Awesome pic! Thanks for sharing!


----------



## KyDawg (Aug 30, 2015)

Don't think I have ever seen a deer's legs shrink that way.


----------



## riverbank (Aug 30, 2015)

I'd have a heart attack if that Swamp donkey came out broad side on me !!


----------



## flintrvrgigger (Sep 2, 2015)

Those shorter legs are gonna make it harder for him to run away from you now.


----------



## MFOSTER (Sep 2, 2015)

WOODSWIZE said:


> Well, here's another pic of the buck from the same cam after he was hit by the snake -looks like he is in good health but it made his front legs shorter?? That venom is powerful stuff.



Is he 3.5


----------



## Kdad (Sep 5, 2015)

Lowered front end with big 60's on the back end... Ahhhh, the good ol' days.


----------



## Kdad (Sep 23, 2015)

> I don't know...those tree limbs are dangerous...They've put me on the ground several times!
> 
> yeah, they've evolved enough to start ground checking humans!!!! Been there myself, sticks do hurt!!!


----------



## donald-f (Sep 23, 2015)

WOODSWIZE said:


> Well, here's another pic of the buck from the same cam after he was hit by the snake -looks like he is in good health but it made his front legs shorter?? That venom is powerful stuff.



Looks like that snake is still there and it is going for the throat this time.


----------



## rosewood (Sep 23, 2015)

In the original picture, you can see there is a few sprigs of grass crossing the "snake".  I think that is why the stick looks like an open mouth.


----------



## WOODSWIZE (Sep 23, 2015)

Well, I have been bow hunting him with no luck -you think the venom made him invisible?


----------



## flintrvrgigger (Sep 23, 2015)

Probably so... same thing happened to me a couple years ago


----------



## GT-40 GUY (Sep 24, 2015)

Piggy06 said:


> Looks like a "limb ber" rattler.
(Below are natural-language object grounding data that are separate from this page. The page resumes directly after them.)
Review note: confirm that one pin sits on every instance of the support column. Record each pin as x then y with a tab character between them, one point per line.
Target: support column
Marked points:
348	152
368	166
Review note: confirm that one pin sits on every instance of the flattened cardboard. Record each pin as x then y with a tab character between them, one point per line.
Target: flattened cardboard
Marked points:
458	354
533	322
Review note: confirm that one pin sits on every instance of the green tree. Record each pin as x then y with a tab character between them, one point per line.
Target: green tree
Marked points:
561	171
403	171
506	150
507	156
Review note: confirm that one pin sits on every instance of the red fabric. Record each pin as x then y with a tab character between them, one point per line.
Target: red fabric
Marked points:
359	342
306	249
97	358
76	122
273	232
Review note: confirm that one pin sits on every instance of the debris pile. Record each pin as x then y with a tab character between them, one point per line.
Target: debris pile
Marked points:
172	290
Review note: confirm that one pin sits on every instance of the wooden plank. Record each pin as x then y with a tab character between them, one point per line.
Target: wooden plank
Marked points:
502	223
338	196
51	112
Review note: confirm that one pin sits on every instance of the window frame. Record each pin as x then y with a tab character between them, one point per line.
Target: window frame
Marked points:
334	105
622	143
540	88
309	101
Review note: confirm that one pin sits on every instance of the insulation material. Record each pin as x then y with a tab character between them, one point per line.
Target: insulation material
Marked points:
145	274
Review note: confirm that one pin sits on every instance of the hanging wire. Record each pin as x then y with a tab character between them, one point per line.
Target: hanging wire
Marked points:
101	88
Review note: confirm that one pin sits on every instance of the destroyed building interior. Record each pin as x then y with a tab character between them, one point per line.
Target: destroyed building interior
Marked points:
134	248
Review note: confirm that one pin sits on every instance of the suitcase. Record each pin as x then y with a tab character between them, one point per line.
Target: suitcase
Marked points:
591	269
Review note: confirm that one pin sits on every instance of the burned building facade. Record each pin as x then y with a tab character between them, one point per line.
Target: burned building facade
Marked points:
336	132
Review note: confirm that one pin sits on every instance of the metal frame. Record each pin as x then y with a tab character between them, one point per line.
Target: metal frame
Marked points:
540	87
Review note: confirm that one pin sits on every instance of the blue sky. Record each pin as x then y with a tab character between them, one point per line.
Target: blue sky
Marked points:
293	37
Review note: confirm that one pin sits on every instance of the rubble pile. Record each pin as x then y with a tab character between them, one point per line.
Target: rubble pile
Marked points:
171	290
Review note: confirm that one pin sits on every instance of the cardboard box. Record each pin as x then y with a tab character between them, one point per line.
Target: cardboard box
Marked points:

You have to be careful with them. They fall out trees and have a very ferocious "bark".



That is a good one!!!    

gt40


----------



## don (Sep 29, 2015)

Kanook said:


> It appears to be a fork/claw on the tip.
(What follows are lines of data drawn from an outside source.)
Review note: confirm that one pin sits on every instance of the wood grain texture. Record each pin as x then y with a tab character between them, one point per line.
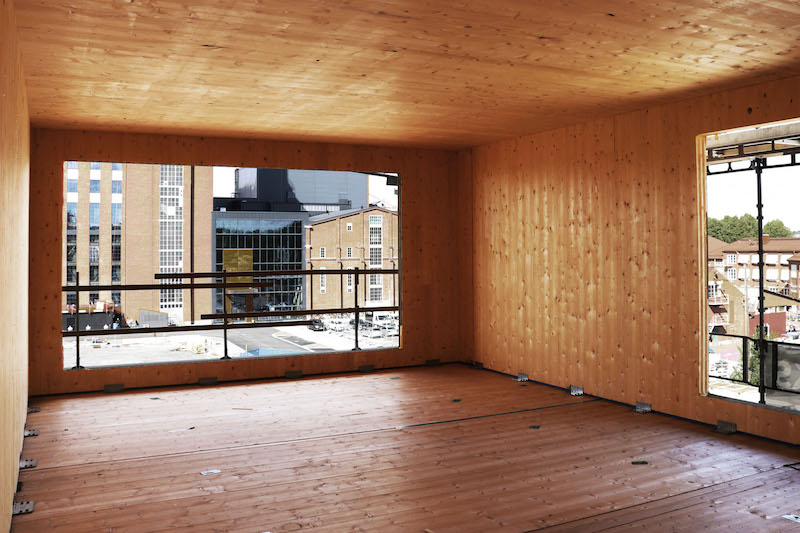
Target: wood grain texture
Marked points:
407	72
429	229
391	452
588	255
14	170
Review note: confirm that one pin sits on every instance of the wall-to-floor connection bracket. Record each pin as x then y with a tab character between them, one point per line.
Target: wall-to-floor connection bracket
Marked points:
22	508
24	464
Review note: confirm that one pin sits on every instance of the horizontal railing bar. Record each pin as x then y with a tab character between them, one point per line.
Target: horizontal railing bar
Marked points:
155	286
177	329
271	273
343	310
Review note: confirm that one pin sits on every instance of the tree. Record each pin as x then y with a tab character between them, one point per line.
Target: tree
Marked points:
776	228
731	229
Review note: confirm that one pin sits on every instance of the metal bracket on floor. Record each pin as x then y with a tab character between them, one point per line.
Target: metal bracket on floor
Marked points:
726	428
22	508
25	464
575	391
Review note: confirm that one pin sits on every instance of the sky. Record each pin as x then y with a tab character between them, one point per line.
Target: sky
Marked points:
378	190
735	194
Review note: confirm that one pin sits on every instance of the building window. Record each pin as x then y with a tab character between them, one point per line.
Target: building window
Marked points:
116	248
94	248
72	215
116	216
72	247
170	238
376	257
94	216
375	294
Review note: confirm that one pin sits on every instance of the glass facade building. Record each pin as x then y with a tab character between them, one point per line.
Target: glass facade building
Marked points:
265	241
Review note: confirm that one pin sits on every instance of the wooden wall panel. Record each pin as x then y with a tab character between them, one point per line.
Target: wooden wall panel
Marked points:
430	234
588	252
14	167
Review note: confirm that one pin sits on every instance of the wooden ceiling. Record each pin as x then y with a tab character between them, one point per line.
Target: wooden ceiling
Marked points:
410	72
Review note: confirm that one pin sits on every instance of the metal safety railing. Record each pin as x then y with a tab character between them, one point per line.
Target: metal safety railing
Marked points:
225	316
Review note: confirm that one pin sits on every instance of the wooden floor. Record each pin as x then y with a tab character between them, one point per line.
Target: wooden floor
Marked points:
435	449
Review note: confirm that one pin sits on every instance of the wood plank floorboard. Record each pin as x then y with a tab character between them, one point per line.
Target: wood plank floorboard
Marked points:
392	451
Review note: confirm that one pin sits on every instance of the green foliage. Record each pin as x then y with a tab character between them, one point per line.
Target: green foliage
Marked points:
731	229
776	228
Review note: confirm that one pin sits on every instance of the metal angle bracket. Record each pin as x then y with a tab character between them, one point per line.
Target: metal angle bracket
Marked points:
22	507
24	464
575	390
726	428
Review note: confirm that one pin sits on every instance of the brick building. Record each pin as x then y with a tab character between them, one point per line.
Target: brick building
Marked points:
357	238
125	222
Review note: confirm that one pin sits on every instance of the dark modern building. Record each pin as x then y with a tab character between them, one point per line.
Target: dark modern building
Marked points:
313	191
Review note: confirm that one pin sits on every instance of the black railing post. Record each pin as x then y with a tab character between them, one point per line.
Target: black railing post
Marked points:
77	322
759	162
774	365
746	360
225	314
356	308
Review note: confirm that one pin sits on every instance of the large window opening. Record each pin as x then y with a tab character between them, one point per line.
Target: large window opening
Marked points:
176	263
753	289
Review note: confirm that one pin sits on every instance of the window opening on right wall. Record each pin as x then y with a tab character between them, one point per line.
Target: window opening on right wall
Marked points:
752	186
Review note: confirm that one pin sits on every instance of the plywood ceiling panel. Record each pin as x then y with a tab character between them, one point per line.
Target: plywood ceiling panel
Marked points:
410	72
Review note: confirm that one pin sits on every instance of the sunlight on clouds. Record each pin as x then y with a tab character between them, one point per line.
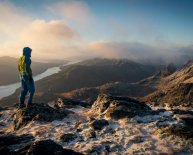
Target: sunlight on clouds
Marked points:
77	11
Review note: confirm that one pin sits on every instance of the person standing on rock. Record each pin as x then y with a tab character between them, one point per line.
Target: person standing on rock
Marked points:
27	82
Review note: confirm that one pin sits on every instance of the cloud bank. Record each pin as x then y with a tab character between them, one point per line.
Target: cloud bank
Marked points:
57	39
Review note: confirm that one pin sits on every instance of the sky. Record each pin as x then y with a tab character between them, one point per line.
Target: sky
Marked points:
133	29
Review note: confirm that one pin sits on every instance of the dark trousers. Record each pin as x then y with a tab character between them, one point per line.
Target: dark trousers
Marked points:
26	86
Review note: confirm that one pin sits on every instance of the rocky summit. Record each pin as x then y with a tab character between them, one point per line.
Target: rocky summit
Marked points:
26	144
37	112
112	125
119	107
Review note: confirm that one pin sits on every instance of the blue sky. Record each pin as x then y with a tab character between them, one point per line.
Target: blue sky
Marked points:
164	19
92	25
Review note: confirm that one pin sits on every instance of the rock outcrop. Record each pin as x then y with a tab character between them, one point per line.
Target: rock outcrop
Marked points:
38	112
99	124
49	147
119	107
24	144
183	126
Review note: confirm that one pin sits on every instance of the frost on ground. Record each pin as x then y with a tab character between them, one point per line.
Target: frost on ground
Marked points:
137	135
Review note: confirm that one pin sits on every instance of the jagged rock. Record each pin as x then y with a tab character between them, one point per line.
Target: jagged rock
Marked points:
64	102
182	127
15	144
119	107
49	147
39	112
91	134
68	137
99	124
24	144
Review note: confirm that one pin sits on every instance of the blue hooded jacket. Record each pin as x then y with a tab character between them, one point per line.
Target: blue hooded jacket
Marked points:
27	54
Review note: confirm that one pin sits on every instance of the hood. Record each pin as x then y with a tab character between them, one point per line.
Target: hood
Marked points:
27	52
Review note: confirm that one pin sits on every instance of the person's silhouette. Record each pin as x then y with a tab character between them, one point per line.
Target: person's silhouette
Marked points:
27	82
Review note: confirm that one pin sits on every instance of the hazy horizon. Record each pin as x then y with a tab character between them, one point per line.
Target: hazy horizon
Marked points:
133	29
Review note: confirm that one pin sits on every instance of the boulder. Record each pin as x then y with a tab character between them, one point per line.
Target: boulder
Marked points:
182	126
68	137
99	124
120	107
66	102
15	144
38	112
49	147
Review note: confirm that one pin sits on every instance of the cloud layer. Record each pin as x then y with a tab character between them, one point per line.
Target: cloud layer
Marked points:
56	38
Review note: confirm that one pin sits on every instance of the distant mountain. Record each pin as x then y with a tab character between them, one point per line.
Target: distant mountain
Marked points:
89	73
175	89
93	73
9	71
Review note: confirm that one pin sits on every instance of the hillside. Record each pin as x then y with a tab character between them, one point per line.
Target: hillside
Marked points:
9	71
90	73
175	89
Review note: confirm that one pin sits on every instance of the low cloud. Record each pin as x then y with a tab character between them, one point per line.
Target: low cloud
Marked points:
72	10
17	30
141	52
Yep looks like a main frame 10 with the left tip having a small fork or a downward small eleventh tine....


----------



## runswithbeer (Oct 14, 2015)

Waste of 187 seconds of my life


----------



## TROPHYBUCK (Oct 15, 2015)

I believe he is invisible until he starts to rut.....

mr


----------



## FMC (Oct 19, 2015)

runswithbeer said:


> Waste of 187 seconds of my life


----------



## bwarren2 (Oct 20, 2015)

Can someone please delete this thread


----------



## Cobb Vista Club (Oct 22, 2015)

bwarren2 said:


> Can someone please delete this thread



Why?  Because of someone having a little fun with a pic that does look kinda like a snake striking or because he has a stud buck on his cam?


----------



## tcoker (Oct 27, 2015)

WOODSWIZE said:


> Well, I have been bow hunting him with no luck -you think the venom made him invisible?
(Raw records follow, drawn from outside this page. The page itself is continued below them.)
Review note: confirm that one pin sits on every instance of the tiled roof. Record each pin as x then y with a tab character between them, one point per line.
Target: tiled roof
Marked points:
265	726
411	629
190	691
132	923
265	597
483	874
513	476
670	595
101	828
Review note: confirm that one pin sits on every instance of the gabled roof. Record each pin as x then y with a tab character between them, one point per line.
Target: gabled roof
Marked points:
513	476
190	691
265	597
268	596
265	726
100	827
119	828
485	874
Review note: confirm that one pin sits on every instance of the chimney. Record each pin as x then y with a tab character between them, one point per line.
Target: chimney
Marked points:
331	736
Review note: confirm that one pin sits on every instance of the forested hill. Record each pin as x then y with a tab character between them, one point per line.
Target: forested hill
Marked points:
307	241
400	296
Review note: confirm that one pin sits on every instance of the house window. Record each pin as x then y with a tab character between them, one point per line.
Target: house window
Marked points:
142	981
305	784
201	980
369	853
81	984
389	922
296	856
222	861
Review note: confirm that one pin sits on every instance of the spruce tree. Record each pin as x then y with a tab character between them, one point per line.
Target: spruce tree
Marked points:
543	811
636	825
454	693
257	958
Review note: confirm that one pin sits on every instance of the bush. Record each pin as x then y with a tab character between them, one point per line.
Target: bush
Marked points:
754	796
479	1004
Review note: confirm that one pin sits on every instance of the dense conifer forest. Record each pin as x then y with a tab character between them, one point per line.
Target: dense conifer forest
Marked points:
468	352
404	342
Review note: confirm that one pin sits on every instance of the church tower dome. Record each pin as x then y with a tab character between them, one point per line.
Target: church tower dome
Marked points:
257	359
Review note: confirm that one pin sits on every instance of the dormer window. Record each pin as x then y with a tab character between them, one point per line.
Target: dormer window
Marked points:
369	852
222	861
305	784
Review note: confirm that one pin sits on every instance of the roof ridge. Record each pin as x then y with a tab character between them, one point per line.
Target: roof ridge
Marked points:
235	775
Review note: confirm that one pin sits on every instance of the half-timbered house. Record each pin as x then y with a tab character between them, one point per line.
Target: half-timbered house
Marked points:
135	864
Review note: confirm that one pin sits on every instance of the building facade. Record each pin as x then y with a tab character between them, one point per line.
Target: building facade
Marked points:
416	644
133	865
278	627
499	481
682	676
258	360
Possible... Based off date of when it was originally bitten versus how much of the front legs had already deteriorated by the second pic, he could be completely vanished by now... That's assuming he was only bitten once. Everyone knows multiple bites will rapidly speed up the disappearing process.


----------



## Big buck bagger jr (Oct 28, 2015)

I don't see it


----------